Светлый фон

Остался только Вадим, который снова робко появился в гостиной и предложил мне помощь.

— Может быть все-таки в больницу? - говорит он и сейчас, когда я медленно хромаю в кухню, где он как раз колдует у плиты, пытаясь сделать что-то с яйцами.

Выглядит это так, будто он вообще впервые в жизни взял их в руки в первозданном виде. Но, как ни странно, на сковородке они выглядят вполне съедобно. Хотя мой желудок подворачивает от одной мысли о еде.

— Все в порядке, если за ночь не сдохла - значит, уже и не сдохну. Сделай мне кофе, пожалуйста, - прошу я и с трудом вскарабкиваюсь на край высокого барного стула. В зеркальной столешнице из карамельного мрамора, почти не узнаю отражение своего лица, так сильно оно изуродовано.

Вадим тут же отставляет сковороду и заправляет кофемашину, но когда протягивает мне чашку, у него снова мелко дрожат руки. Смотреть на меня - то еще удовольствие не для слабонервных. Даже не представляю, как завтра ехать на встречу с Меркурием.

Я не готова к этому ни морально, ни физически.

Потому что, если бы она была сегодня - я бы точно наделала глупостей.
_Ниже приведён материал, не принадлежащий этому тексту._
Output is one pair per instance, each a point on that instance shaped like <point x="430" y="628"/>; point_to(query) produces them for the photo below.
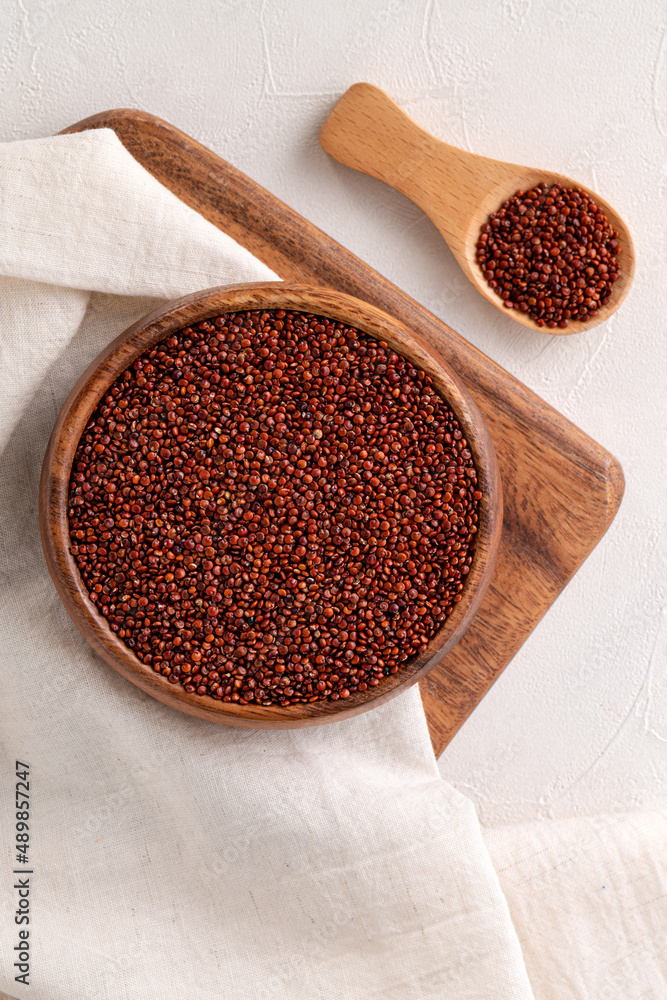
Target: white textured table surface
<point x="578" y="722"/>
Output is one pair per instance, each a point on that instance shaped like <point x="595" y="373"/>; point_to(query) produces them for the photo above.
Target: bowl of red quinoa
<point x="270" y="506"/>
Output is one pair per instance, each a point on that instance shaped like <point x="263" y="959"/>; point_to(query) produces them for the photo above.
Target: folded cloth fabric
<point x="588" y="897"/>
<point x="169" y="856"/>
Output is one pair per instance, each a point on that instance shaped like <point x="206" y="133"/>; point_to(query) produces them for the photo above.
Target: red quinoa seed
<point x="273" y="508"/>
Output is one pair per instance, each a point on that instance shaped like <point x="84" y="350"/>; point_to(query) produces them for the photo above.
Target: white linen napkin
<point x="588" y="897"/>
<point x="170" y="857"/>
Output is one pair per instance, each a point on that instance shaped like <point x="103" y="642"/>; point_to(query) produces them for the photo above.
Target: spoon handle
<point x="368" y="131"/>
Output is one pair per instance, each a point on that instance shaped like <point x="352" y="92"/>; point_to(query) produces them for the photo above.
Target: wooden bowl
<point x="85" y="396"/>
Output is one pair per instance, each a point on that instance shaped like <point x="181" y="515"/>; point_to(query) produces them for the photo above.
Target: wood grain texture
<point x="561" y="489"/>
<point x="142" y="336"/>
<point x="368" y="131"/>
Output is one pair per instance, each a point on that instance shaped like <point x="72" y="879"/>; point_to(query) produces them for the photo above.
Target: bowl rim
<point x="143" y="335"/>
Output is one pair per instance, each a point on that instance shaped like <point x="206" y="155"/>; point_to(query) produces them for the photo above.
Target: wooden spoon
<point x="457" y="190"/>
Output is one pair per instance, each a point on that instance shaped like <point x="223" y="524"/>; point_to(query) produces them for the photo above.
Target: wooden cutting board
<point x="561" y="490"/>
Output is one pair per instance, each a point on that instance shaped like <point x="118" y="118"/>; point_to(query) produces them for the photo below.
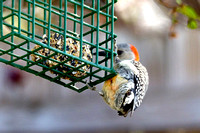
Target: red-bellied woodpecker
<point x="125" y="91"/>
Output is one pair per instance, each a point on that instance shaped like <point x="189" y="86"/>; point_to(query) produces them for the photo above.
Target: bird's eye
<point x="119" y="52"/>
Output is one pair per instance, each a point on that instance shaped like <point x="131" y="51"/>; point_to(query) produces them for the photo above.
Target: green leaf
<point x="188" y="11"/>
<point x="179" y="2"/>
<point x="192" y="24"/>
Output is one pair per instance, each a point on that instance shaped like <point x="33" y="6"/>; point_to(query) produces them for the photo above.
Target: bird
<point x="125" y="91"/>
<point x="72" y="47"/>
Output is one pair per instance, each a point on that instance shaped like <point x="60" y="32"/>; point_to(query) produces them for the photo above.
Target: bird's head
<point x="127" y="51"/>
<point x="124" y="51"/>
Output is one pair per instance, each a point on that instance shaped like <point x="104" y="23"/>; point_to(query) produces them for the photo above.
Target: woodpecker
<point x="72" y="47"/>
<point x="125" y="91"/>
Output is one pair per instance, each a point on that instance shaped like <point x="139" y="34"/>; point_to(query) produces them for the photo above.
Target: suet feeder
<point x="24" y="22"/>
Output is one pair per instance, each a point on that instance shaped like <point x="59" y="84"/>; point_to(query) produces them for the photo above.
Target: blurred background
<point x="172" y="103"/>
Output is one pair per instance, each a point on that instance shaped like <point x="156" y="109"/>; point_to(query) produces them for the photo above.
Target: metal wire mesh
<point x="70" y="18"/>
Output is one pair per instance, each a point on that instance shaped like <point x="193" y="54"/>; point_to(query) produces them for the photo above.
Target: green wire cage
<point x="23" y="23"/>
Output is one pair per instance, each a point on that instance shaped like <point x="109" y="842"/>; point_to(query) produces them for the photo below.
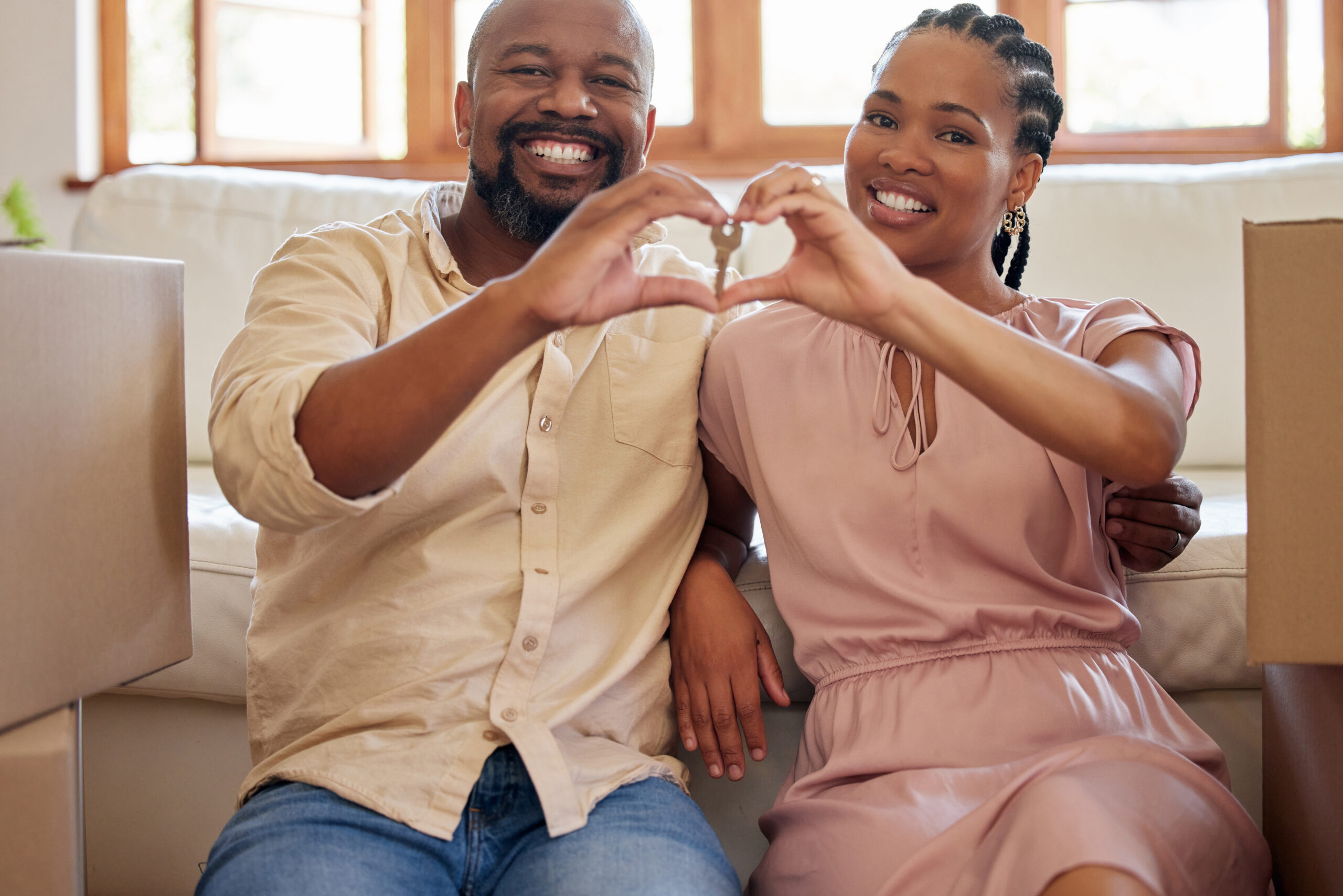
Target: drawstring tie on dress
<point x="887" y="399"/>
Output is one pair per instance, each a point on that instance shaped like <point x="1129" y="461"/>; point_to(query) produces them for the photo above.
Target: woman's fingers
<point x="781" y="180"/>
<point x="676" y="291"/>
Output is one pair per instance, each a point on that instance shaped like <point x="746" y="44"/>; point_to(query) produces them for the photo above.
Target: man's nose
<point x="569" y="97"/>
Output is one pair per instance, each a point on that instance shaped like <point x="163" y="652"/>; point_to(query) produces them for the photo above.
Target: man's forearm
<point x="727" y="550"/>
<point x="370" y="420"/>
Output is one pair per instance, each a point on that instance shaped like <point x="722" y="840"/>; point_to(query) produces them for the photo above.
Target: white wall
<point x="41" y="104"/>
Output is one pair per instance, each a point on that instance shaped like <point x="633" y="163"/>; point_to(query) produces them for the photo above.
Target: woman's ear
<point x="462" y="104"/>
<point x="1025" y="180"/>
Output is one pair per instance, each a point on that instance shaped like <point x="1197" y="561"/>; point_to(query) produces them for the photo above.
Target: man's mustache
<point x="516" y="131"/>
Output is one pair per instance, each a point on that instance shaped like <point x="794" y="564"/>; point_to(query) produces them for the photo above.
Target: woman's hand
<point x="720" y="656"/>
<point x="838" y="266"/>
<point x="584" y="272"/>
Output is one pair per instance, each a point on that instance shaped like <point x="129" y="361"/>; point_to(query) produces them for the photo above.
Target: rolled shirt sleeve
<point x="315" y="305"/>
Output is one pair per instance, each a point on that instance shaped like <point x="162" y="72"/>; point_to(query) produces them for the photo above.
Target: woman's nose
<point x="905" y="156"/>
<point x="569" y="99"/>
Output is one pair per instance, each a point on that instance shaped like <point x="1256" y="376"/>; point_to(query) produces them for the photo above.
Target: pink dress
<point x="978" y="726"/>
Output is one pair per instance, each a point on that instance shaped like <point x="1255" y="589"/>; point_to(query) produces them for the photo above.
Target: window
<point x="740" y="84"/>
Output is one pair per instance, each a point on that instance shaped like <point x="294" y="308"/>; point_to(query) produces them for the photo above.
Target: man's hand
<point x="720" y="656"/>
<point x="1155" y="524"/>
<point x="584" y="272"/>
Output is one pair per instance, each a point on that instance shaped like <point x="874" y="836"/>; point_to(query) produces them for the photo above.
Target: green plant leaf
<point x="23" y="215"/>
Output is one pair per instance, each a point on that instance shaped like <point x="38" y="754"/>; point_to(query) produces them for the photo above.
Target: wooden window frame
<point x="728" y="135"/>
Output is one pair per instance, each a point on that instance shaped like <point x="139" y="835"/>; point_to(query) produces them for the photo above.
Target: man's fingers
<point x="676" y="291"/>
<point x="724" y="710"/>
<point x="683" y="712"/>
<point x="1155" y="514"/>
<point x="768" y="667"/>
<point x="781" y="180"/>
<point x="1141" y="559"/>
<point x="755" y="289"/>
<point x="1177" y="489"/>
<point x="701" y="720"/>
<point x="1143" y="535"/>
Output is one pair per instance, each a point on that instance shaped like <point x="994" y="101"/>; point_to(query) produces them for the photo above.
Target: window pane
<point x="1162" y="65"/>
<point x="668" y="22"/>
<point x="391" y="78"/>
<point x="818" y="66"/>
<point x="289" y="77"/>
<point x="1306" y="73"/>
<point x="162" y="73"/>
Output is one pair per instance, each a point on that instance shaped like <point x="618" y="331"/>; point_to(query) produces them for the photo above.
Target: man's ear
<point x="648" y="135"/>
<point x="464" y="105"/>
<point x="1025" y="180"/>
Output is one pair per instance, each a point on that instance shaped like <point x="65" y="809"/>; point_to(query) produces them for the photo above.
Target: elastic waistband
<point x="969" y="650"/>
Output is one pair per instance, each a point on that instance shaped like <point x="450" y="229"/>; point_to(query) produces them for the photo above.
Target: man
<point x="477" y="504"/>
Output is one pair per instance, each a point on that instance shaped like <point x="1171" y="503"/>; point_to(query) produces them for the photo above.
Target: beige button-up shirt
<point x="514" y="586"/>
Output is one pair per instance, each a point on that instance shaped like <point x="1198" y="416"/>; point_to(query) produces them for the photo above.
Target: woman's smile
<point x="899" y="203"/>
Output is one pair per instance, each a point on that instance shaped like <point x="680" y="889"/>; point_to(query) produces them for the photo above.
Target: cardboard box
<point x="93" y="471"/>
<point x="1294" y="402"/>
<point x="41" y="820"/>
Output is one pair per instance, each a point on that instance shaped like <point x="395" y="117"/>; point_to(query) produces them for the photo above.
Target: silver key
<point x="726" y="241"/>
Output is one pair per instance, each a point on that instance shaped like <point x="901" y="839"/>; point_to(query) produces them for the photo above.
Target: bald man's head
<point x="558" y="106"/>
<point x="488" y="18"/>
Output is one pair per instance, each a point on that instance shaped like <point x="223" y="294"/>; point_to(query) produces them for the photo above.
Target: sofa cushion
<point x="1169" y="236"/>
<point x="226" y="223"/>
<point x="1193" y="612"/>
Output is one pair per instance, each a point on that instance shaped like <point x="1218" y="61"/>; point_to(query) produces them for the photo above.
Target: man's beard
<point x="521" y="214"/>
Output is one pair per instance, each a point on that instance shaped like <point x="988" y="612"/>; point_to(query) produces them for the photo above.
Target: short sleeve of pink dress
<point x="978" y="724"/>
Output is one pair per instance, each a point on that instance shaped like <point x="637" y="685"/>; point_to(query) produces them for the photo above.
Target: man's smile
<point x="560" y="155"/>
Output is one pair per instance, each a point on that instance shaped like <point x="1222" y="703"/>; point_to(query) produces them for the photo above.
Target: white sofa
<point x="164" y="755"/>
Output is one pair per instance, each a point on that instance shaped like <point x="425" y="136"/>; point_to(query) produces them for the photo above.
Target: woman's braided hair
<point x="1030" y="89"/>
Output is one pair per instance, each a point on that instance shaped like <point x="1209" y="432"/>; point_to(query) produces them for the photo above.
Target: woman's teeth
<point x="563" y="154"/>
<point x="900" y="202"/>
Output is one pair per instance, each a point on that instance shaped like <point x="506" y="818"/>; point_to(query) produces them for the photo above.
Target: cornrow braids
<point x="1030" y="88"/>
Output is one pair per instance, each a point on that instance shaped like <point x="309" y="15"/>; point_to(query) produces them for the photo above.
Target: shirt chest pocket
<point x="656" y="396"/>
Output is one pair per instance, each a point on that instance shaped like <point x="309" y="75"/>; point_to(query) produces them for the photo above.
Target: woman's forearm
<point x="1119" y="417"/>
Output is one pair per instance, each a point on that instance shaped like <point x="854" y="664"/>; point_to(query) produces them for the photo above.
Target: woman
<point x="931" y="452"/>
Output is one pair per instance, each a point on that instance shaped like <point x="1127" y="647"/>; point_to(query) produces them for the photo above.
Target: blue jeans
<point x="296" y="840"/>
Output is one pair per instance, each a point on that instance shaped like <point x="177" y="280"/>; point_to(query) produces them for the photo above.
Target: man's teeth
<point x="900" y="202"/>
<point x="563" y="154"/>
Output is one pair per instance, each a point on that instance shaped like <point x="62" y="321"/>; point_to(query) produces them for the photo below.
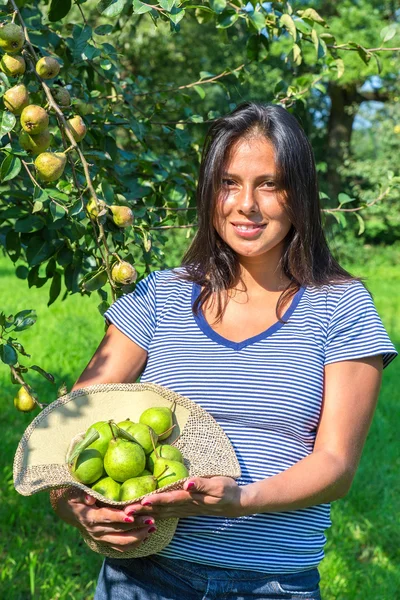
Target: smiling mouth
<point x="248" y="227"/>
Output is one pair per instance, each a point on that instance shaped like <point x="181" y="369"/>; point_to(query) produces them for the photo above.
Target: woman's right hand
<point x="104" y="524"/>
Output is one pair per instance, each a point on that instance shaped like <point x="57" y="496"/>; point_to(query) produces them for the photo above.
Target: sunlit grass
<point x="41" y="557"/>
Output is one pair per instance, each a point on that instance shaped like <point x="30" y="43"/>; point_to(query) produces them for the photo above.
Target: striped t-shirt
<point x="266" y="394"/>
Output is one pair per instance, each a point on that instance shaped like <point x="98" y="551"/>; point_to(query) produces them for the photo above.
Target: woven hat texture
<point x="40" y="459"/>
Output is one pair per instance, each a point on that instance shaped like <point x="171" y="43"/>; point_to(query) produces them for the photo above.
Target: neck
<point x="261" y="273"/>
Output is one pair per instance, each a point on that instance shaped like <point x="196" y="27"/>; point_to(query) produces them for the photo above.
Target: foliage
<point x="144" y="131"/>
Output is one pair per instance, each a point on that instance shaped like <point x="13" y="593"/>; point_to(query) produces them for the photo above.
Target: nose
<point x="246" y="199"/>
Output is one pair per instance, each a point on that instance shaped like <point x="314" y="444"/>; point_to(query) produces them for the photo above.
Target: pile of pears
<point x="35" y="136"/>
<point x="126" y="460"/>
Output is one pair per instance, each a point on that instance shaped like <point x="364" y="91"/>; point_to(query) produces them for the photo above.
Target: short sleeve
<point x="356" y="330"/>
<point x="135" y="313"/>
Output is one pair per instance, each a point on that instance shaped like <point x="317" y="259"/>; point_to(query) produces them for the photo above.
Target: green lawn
<point x="43" y="558"/>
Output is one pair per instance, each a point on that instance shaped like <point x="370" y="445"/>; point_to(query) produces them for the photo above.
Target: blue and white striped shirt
<point x="266" y="394"/>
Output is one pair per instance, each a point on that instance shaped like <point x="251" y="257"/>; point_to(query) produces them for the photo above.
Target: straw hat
<point x="40" y="459"/>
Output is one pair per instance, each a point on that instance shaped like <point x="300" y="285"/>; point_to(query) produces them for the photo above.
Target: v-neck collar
<point x="219" y="339"/>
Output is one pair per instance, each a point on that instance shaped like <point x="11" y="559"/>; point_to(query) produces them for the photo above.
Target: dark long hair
<point x="306" y="259"/>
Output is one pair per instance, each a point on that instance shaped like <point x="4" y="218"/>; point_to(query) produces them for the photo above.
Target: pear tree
<point x="98" y="164"/>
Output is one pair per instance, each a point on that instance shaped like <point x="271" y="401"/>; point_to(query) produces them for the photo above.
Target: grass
<point x="43" y="558"/>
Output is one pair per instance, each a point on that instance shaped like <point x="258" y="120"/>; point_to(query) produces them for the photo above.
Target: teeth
<point x="247" y="227"/>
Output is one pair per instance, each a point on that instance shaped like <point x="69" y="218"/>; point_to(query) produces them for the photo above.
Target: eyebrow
<point x="264" y="176"/>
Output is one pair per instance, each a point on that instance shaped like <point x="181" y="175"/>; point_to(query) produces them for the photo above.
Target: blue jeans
<point x="159" y="578"/>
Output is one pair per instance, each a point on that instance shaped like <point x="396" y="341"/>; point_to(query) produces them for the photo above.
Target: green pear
<point x="137" y="486"/>
<point x="106" y="433"/>
<point x="107" y="487"/>
<point x="78" y="128"/>
<point x="123" y="273"/>
<point x="122" y="215"/>
<point x="12" y="65"/>
<point x="168" y="471"/>
<point x="88" y="466"/>
<point x="163" y="451"/>
<point x="34" y="119"/>
<point x="23" y="401"/>
<point x="35" y="144"/>
<point x="11" y="38"/>
<point x="160" y="419"/>
<point x="47" y="67"/>
<point x="62" y="97"/>
<point x="124" y="460"/>
<point x="50" y="165"/>
<point x="143" y="434"/>
<point x="16" y="99"/>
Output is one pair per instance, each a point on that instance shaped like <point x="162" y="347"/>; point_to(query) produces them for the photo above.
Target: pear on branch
<point x="23" y="401"/>
<point x="35" y="144"/>
<point x="62" y="97"/>
<point x="122" y="215"/>
<point x="78" y="128"/>
<point x="11" y="38"/>
<point x="48" y="67"/>
<point x="34" y="119"/>
<point x="123" y="273"/>
<point x="13" y="65"/>
<point x="16" y="99"/>
<point x="50" y="165"/>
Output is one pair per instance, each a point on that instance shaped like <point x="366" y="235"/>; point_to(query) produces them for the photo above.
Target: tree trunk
<point x="344" y="106"/>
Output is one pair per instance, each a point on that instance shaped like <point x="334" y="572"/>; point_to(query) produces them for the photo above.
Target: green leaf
<point x="55" y="288"/>
<point x="339" y="66"/>
<point x="10" y="167"/>
<point x="25" y="324"/>
<point x="43" y="373"/>
<point x="57" y="211"/>
<point x="167" y="4"/>
<point x="29" y="224"/>
<point x="7" y="122"/>
<point x="287" y="21"/>
<point x="312" y="15"/>
<point x="103" y="30"/>
<point x="344" y="199"/>
<point x="200" y="91"/>
<point x="361" y="223"/>
<point x="258" y="20"/>
<point x="111" y="8"/>
<point x="8" y="354"/>
<point x="176" y="15"/>
<point x="59" y="9"/>
<point x="218" y="5"/>
<point x="139" y="8"/>
<point x="227" y="19"/>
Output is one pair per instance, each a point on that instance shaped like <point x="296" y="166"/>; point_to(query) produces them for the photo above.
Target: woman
<point x="264" y="329"/>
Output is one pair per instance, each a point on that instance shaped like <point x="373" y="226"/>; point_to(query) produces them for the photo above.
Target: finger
<point x="175" y="497"/>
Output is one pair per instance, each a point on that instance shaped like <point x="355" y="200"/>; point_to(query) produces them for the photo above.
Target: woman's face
<point x="249" y="215"/>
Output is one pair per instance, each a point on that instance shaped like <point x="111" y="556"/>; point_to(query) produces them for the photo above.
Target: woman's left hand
<point x="219" y="496"/>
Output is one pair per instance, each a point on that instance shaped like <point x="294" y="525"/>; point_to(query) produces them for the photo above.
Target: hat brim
<point x="40" y="459"/>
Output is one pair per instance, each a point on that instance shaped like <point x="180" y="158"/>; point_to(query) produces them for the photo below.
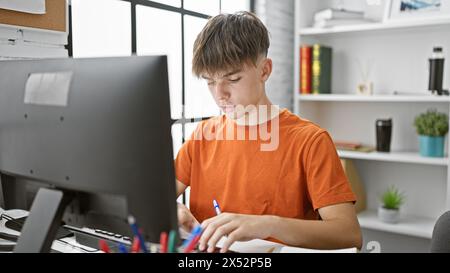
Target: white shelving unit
<point x="402" y="24"/>
<point x="373" y="98"/>
<point x="401" y="157"/>
<point x="409" y="225"/>
<point x="397" y="52"/>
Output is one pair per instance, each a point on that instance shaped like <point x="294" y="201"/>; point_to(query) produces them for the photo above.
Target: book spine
<point x="321" y="69"/>
<point x="305" y="69"/>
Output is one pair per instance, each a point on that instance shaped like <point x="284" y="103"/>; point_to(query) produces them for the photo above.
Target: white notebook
<point x="263" y="246"/>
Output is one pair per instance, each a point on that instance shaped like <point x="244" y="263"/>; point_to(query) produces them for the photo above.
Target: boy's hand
<point x="237" y="227"/>
<point x="186" y="220"/>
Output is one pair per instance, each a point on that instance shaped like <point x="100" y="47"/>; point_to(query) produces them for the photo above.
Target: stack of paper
<point x="28" y="6"/>
<point x="263" y="246"/>
<point x="338" y="17"/>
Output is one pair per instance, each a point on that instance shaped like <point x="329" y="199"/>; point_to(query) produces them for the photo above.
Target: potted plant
<point x="391" y="201"/>
<point x="432" y="127"/>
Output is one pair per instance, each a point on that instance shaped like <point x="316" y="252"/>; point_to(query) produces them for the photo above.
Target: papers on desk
<point x="28" y="6"/>
<point x="263" y="246"/>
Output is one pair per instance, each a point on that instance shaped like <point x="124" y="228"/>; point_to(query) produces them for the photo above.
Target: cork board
<point x="53" y="19"/>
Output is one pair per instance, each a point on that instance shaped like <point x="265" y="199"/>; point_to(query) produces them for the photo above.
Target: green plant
<point x="392" y="198"/>
<point x="432" y="123"/>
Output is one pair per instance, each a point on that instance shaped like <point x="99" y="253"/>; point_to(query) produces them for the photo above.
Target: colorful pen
<point x="196" y="231"/>
<point x="136" y="232"/>
<point x="103" y="246"/>
<point x="172" y="241"/>
<point x="122" y="248"/>
<point x="192" y="244"/>
<point x="135" y="245"/>
<point x="163" y="242"/>
<point x="216" y="207"/>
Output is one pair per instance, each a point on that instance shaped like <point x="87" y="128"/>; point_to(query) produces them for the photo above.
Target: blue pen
<point x="196" y="231"/>
<point x="122" y="248"/>
<point x="216" y="207"/>
<point x="136" y="232"/>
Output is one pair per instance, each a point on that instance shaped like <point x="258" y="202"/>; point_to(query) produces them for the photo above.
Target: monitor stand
<point x="43" y="222"/>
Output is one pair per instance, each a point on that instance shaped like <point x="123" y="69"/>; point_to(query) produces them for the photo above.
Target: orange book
<point x="305" y="69"/>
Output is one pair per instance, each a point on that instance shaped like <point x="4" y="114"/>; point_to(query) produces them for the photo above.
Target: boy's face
<point x="240" y="88"/>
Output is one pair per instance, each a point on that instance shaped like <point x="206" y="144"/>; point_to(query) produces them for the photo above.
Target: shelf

— Можно твой телефон? - прошу Вадима, раз в доме все равно больше некому за нами следить. Возможно, после всего, что он видел, он поймет, почему Олег так ограничивал мое общение с внешним миром. И что дело не в том, что я могу таскаться о любовникам (а ведь именно так этот монстр, скорее всего, и сказал).

Вадим молча протягивает телефон и уходит.

Звонить мне некуда да и некому, поэтому я просто нахожу страницу жены Меркурия и делаю то, от чего бегала все это долго время - смотрю фотографии их сына.

Моего сына.

Моего маленького мальчика, которого я беззвучно оплакивала все эти годы, боль о котором закопала так глубоко, чтобы Олег не смог дотянуться до нее своими грязными щупальцами. И вот теперь я смотрю на его годовалые фото (младше просто нет) и чувствую, как вся эта боль медленно, по нарастающей, как неизбежное цунами начинает подниматься из самых глубин моей грязной разбитой души.

Обхватываю себя руками, чтобы как-то избежать тотального разрушения, но оно все равно происходит, когда я бесконечно долго листаю ленту фотографий совершенно чужой женщины, на которую мой сын абсолютно ни капли не похож.

Вот она крепко его обнимает.

Вот держит на руках.

Вот кормит из ложки, пока он сидит на высоком детском стульчике, весь испачканный кашей, как маленький мышонок.

И еще есть видео. Много-много-много видео, где мой сын делает свои первые, очень неуверенные, но смелые шаги, где он улыбается и «хвастается» первыми, как у мышонка, смешными мелкими зубами на нижней десне, где он дуется, нахмурившись, как маленький сычонок. Я слышу его первое почти непонятное «мама»… и мое сердце разрывается в клочья.